Consuming members are the US, Japan, China, Germany, France, Austria, Belgium, Luxemburg, Denmark, Finland, Greece, Ireland, Italy, the Netherlands, Spain, Sweden, and Britain.

It is the world's sole surviving producer-consumer commodity grouping with the power to steer prices. But INRO has been strongly criticised by producers who charge it has ignored their plight.

Thailand has complained that INRO's market intervention levels to buy stockpile rubber are too low and should be raised. Its plea for such action had until recently fallenon deaf ears, Thai officials claimed.

Under the current agreement, INRO can intervene to buy at its own discretion if the five-day moving average of the daily market indicator price (DMIP) dips below 183 Malaysia/Singapore cents a kg. But it must buy once the price hit 172 cents.

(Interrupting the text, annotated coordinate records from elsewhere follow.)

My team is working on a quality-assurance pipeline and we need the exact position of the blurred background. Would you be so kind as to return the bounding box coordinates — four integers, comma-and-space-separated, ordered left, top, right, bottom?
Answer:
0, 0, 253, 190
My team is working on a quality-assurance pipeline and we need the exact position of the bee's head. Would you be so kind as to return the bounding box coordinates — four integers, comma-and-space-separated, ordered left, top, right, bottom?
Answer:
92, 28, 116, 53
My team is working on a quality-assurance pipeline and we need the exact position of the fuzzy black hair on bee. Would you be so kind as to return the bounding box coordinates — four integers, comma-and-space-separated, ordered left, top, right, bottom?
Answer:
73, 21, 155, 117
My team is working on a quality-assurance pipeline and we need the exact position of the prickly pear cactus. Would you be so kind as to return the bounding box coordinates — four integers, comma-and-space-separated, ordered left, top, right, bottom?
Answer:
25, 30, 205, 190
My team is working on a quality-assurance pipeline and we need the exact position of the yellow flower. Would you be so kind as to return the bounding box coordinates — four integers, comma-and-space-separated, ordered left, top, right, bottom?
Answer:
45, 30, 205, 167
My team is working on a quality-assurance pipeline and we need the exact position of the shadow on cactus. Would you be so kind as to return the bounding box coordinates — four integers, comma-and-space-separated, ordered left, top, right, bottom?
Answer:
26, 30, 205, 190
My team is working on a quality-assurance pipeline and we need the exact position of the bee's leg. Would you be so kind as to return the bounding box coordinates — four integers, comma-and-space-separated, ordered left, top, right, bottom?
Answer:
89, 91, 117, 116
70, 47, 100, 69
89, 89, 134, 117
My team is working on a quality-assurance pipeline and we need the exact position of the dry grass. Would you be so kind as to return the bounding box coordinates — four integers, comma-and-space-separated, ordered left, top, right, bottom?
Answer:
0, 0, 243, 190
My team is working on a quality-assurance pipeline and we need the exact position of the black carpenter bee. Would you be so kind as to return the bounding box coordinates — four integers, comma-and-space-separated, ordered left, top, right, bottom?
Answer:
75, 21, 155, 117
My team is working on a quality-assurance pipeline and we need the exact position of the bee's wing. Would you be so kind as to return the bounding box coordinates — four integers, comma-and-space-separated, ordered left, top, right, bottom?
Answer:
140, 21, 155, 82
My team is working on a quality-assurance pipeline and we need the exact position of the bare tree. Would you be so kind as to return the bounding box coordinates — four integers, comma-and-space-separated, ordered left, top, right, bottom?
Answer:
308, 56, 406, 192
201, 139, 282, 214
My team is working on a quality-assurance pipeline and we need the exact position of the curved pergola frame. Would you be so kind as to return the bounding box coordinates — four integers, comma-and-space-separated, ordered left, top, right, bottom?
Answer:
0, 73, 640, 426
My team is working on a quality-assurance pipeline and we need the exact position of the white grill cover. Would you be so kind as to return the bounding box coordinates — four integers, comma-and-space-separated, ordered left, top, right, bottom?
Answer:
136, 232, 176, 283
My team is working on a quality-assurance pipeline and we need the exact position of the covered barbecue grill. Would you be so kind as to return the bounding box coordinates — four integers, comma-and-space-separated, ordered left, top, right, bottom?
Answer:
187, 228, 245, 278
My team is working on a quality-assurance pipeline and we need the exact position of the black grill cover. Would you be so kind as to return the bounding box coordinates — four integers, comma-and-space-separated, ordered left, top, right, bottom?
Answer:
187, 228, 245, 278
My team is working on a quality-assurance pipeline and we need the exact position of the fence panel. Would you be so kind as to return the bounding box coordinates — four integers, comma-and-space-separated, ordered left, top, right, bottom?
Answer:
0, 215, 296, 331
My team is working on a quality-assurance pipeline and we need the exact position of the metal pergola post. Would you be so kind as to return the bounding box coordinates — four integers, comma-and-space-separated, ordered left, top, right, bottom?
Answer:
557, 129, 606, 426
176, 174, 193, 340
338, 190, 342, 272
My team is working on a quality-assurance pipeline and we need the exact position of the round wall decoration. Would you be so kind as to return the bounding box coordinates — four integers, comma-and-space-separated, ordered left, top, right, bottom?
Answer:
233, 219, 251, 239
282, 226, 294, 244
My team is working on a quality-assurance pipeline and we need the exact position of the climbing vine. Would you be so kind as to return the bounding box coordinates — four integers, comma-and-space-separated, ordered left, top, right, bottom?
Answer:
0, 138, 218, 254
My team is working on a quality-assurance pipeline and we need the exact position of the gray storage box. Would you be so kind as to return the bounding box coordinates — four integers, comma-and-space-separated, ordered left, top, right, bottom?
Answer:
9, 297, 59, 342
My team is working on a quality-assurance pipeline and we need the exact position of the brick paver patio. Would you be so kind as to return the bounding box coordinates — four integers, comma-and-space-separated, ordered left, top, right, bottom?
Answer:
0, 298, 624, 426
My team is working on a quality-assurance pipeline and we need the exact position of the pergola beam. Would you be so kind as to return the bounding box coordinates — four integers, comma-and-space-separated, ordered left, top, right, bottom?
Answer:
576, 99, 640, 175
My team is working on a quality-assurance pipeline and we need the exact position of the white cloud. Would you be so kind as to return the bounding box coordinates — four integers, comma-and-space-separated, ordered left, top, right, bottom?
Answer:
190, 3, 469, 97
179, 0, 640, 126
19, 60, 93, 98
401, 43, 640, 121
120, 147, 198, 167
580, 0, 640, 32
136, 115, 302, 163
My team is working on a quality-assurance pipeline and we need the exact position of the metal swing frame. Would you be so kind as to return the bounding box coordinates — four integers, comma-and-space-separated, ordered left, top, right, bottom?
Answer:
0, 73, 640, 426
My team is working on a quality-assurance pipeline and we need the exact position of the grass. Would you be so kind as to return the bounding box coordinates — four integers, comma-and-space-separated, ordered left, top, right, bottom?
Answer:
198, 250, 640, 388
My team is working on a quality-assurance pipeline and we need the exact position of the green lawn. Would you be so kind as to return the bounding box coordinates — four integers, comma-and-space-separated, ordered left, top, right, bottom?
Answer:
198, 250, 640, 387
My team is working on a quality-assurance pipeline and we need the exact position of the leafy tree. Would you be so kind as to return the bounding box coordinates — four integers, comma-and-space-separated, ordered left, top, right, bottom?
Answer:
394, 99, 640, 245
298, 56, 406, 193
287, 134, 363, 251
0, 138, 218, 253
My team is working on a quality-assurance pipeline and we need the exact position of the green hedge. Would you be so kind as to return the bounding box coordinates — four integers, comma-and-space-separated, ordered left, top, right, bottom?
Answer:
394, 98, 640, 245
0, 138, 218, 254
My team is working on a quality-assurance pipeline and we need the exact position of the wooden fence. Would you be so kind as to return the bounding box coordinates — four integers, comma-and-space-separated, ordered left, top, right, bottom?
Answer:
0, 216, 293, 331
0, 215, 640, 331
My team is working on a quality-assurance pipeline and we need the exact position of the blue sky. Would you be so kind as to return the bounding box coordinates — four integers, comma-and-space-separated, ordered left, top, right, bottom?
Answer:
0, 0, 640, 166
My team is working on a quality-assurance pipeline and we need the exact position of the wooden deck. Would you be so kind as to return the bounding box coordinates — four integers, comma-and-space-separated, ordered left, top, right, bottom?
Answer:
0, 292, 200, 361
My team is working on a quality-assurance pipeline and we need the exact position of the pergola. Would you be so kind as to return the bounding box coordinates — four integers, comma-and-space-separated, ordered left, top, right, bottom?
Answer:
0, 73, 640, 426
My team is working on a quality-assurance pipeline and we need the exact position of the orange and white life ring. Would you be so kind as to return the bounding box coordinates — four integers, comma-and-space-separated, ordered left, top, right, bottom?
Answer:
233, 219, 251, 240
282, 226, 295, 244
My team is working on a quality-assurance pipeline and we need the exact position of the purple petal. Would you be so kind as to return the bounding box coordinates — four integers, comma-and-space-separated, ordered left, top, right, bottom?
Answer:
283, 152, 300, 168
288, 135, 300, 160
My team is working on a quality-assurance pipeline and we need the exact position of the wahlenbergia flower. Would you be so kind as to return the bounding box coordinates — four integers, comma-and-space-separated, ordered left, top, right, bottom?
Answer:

Malaysia, the world's third largest producer, has vowed to leave INRO while Thailand has said it is likely to follow suit. "But now I see a better chance for members on both sides to break a deadlock and make some progress at the meeting. Consumer members such as Japan and China are looking more sympathetic. Let's hope it will work," Somchai said.

INRO's full council will meet on October 22 and 23 in Kuala Lumpur but a small group of producers and consumers are to meet on October 5 to mull a paper on the pact's future.

Somchai said during the meeting on October 5, Thailand, Malaysia, Indonesia and Nigeria would represent producers while the US, Japan, EU and China will represent the other side.

He said Thailand will not payINRO's recent cash call for use in buffer stock operations in the bearish market unless it was satisfied with the outcome of the full council's meeting.

INRO sent a letter to its 22 members several weeks ago calling for a fresh round of intervention funds totaling 150 million Malaysian ringgit. Thailand is required to pay 30.70 million ringgit in this latest call for funds.